The fort, in Stokes Bay, Gosport, was built in 1863 with 22 gun emplacements which could sweep the waters around Portsmouth with devastating gunfire.
But during the First World War it was covered in concrete to hold bigger weapons.
When the heavy concrete made the fort tilt towards the sea, it was shored up with dirt – and it’s been the same ever since.
As a result, the fort’s granite facade was hidden from view until now.
Development director David Adams, from Fort Gilkicker Properties, said: ‘I think it’s hugely exciting.
‘No-one alive today has ever seen it before.
‘The fort deserves to be seen and it deserves to be restored.
‘Sometimes members of the public walk past and if I have time I show them around to see what we’re doing.
‘When I show them inside they are amazed and think it’s great we’re restoring it.’
Excavation work on the mound will allow the developers to carry out vital surveys on the land there.
They will also carry out archaeological assessments before starting construction work.

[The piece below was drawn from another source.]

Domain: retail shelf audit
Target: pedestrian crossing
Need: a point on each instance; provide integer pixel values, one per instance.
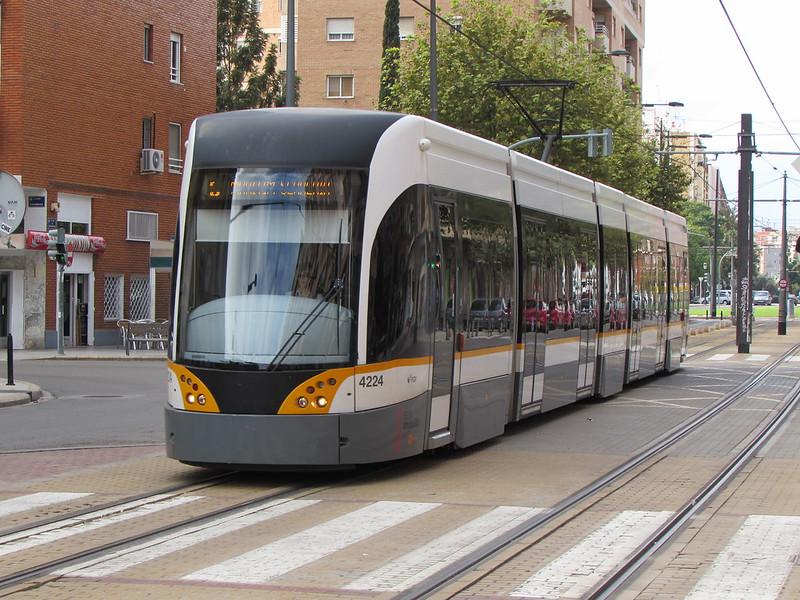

Eventually the entire facade of the fort will be uncovered, revealing the entirety of the original granite which faces the sea.
The former gun casements will also be opened up as windows.
Around 30 per cent of the homes planned for the fort have already been reserved by interested buyers.
There will be 22 three-storey houses in the crescent part of the fort.
There will also be four apartments in the former barracks block which sits behind it.
The project architect, Michael Franklin, of FSP Architects and Planners, said: ‘It’s very exciting and it’s an amazing building.
‘It’s very important to Gosport’s heritage and it’s a shame it has been buried all these years.
‘This is a fantastic opportunity to expose it and put it back into use.’
Developers will include viewing platforms in the eventual construction for the public to look out to sea.